The picture of Caroline Fullam [p. 48 of the Spring 2013 edition of Notre Dame Magazine ] is haunting. It still haunts me many months after I first saw it. Like Caroline, I grew up on Staten Island, graduated from Notre Dame and am the child of a New York City fireman who loved Notre Dame and who was so proud that one of his children graduated from Notre Dame. The picture and story of Caroline lighting a candle at the Grotto and waiting and hoping for her father to get well enough from his lung cancer caused by 9/11 World Trade Center dust to visit the Notre Dame campus are heartbreaking. FDNY Lt. Marty Fullam never got strong enough to visit Caroline at Notre Dame before he died.

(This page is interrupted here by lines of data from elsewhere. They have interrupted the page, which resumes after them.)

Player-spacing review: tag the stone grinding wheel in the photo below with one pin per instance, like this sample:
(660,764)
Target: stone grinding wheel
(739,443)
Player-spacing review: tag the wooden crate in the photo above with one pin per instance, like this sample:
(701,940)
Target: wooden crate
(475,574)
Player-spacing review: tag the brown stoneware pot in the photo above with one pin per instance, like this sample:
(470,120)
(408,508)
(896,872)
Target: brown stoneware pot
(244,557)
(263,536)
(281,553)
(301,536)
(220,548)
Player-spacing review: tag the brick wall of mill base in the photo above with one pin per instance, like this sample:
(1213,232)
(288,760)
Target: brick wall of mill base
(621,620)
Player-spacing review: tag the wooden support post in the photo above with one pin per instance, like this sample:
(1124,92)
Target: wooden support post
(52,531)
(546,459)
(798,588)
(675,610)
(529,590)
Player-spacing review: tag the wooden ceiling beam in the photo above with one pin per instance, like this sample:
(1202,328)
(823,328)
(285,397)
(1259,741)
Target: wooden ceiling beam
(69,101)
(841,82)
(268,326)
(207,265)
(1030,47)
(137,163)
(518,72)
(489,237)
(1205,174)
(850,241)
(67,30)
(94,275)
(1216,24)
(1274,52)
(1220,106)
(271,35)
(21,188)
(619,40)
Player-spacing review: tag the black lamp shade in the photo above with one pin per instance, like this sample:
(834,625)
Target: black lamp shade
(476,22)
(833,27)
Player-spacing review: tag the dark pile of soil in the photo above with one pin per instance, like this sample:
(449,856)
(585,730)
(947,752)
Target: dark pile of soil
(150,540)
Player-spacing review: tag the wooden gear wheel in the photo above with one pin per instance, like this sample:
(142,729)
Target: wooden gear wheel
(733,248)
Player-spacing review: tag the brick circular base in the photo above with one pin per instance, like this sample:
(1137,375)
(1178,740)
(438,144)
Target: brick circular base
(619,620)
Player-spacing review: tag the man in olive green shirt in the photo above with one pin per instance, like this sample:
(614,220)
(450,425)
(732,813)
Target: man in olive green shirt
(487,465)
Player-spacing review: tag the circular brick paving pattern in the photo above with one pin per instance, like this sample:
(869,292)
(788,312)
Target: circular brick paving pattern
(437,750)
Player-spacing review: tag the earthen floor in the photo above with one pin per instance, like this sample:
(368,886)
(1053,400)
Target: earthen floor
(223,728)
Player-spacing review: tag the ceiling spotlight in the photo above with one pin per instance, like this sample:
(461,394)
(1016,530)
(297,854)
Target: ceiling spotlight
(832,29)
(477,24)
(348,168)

The article prompted me to read Anthony DePalma’s City of Dust. As someone who comes from three generations of FDNY firemen, the book sickened me. It is well-written and well-documented. It demonstrates that so much of the illnesses and suffering of rescue workers (primarily NYC firemen and cops) from World Trade Center dust and chemicals were almost wholly avoidable — but for the arrogance of many public officials: Republican and Democratic; local, state and federal. The article about Caroline and her dad, as well as City of Dust, serve as a chilling reminder that even now — 12 years out from 9/11 — many of our fellow Americans continue to suffer from and deal with the harmful consequences of that terrorist attack. We should, I would respectfully suggest, keep these rescuers, and their families, in our prayers.